United States: Home price growth slows in April
The S&P/Case-Shiller 20-city composite home price index—excluding Detroit due to reporting delays—eased to 0.9% month-on-month in April, down from March’s 1.1% rise. When adjusted for seasonal factors, home prices increased 0.3% in April, decelerating slightly from March’s 0.5% increase and missing market expectations of 0.5% rise.
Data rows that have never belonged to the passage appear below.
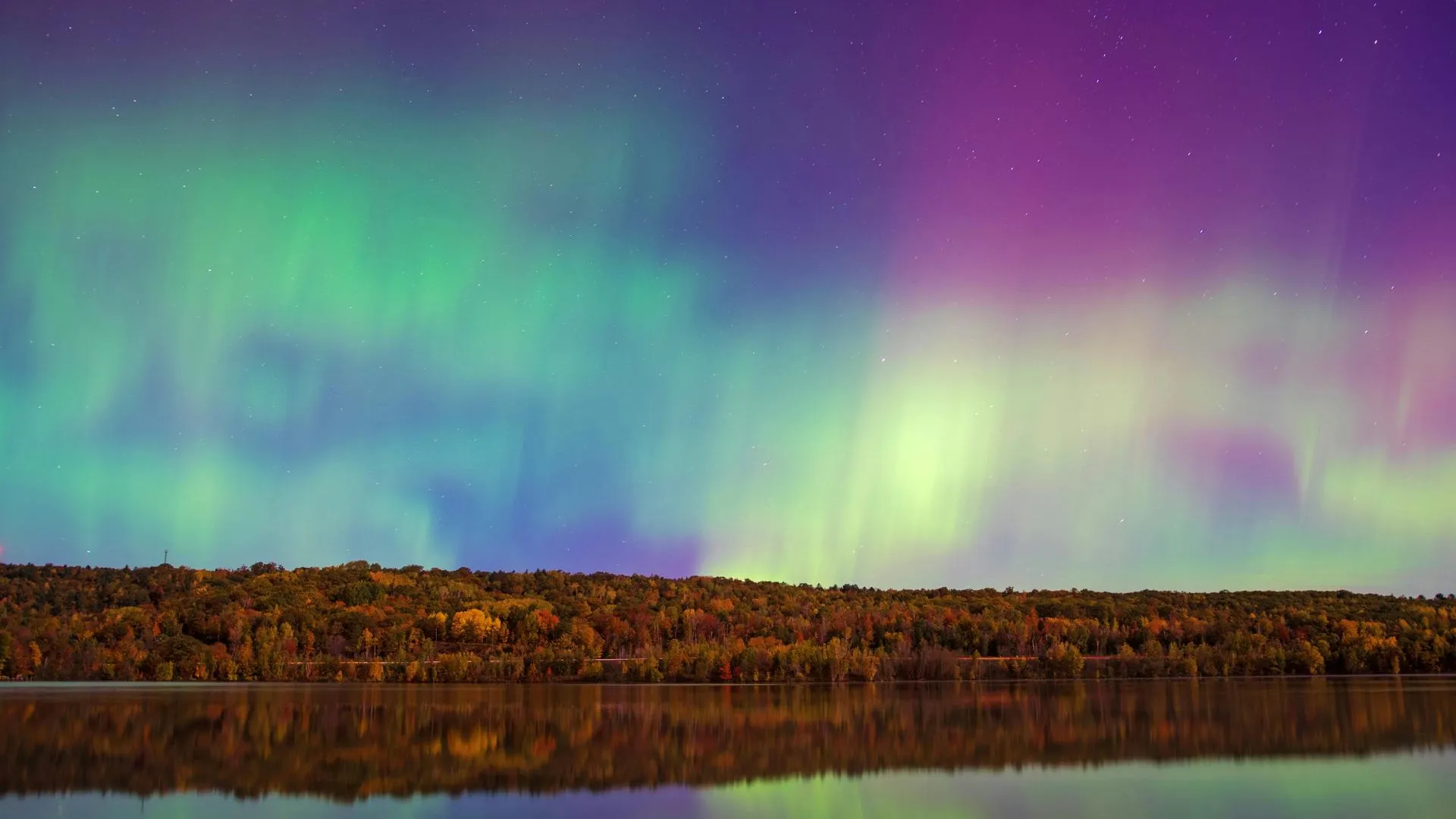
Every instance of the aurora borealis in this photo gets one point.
(1134, 295)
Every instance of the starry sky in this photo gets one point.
(943, 293)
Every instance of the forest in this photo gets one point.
(364, 623)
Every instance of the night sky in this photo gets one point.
(940, 293)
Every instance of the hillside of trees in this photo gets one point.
(350, 742)
(364, 623)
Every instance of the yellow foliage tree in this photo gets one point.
(473, 626)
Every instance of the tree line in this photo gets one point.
(360, 621)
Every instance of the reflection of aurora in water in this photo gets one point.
(1292, 741)
(353, 742)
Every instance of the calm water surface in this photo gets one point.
(1366, 746)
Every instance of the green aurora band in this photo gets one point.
(364, 337)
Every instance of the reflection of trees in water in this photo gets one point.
(354, 742)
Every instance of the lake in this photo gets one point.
(1324, 746)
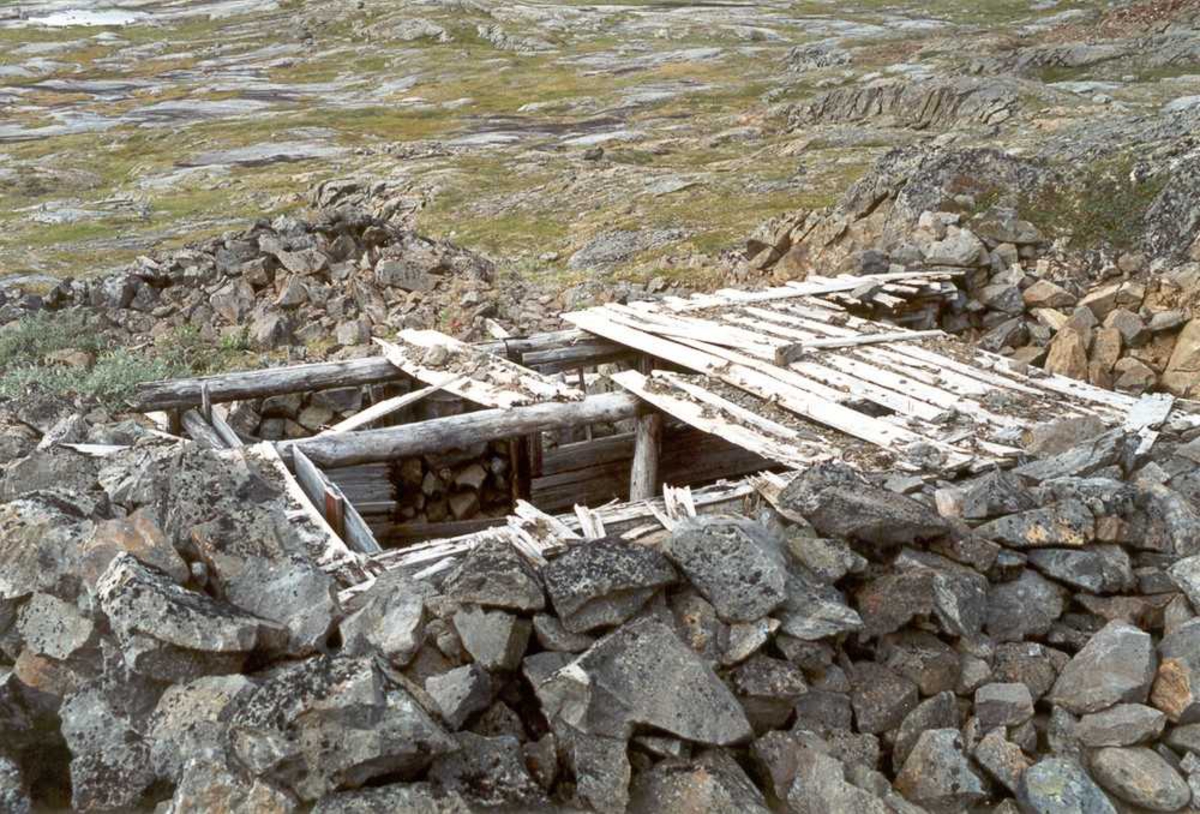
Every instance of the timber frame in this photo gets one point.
(699, 389)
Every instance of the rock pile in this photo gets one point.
(1135, 330)
(1021, 639)
(297, 283)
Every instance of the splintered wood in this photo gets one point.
(484, 378)
(789, 373)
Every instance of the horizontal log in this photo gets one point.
(564, 348)
(179, 393)
(461, 431)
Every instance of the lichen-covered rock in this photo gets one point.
(186, 722)
(174, 634)
(604, 582)
(495, 639)
(389, 620)
(496, 575)
(331, 723)
(1059, 785)
(839, 502)
(713, 782)
(1176, 689)
(1025, 606)
(733, 562)
(937, 773)
(487, 771)
(1116, 665)
(111, 766)
(1140, 776)
(642, 675)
Home prices grew 4.0% in annual terms in April, which was slightly stronger than March’s 3.9% increase and represented the quickest growth since December 2018. Gains continued to be the strongest in Phoenix for the eleventh month running, followed by Seattle and Minneapolis. Overall, 12 of the 19 cities, as Detroit data was unavailable in the index in April, registered higher annual price growth in April relative to March.
Commenting on April’s result, Craig J. Lazzara, managing director and global head of index governance at S&P Dow Jones Indices, noted:
“As was the case in March, we have data from only 19 cities this month, since transactions records for Wayne County, Michigan (in the Detroit metropolitan area) continue to be unavailable. This is, so far, the only directly visible impact of COVID-19 on the S&P CoreLogic Case-Shiller Indices. The price trend that was in place pre-pandemic seems so far to be undisturbed, at least at the national level. Indeed, prices in 12 of the 20 cities in our survey were at an all-time high in April.”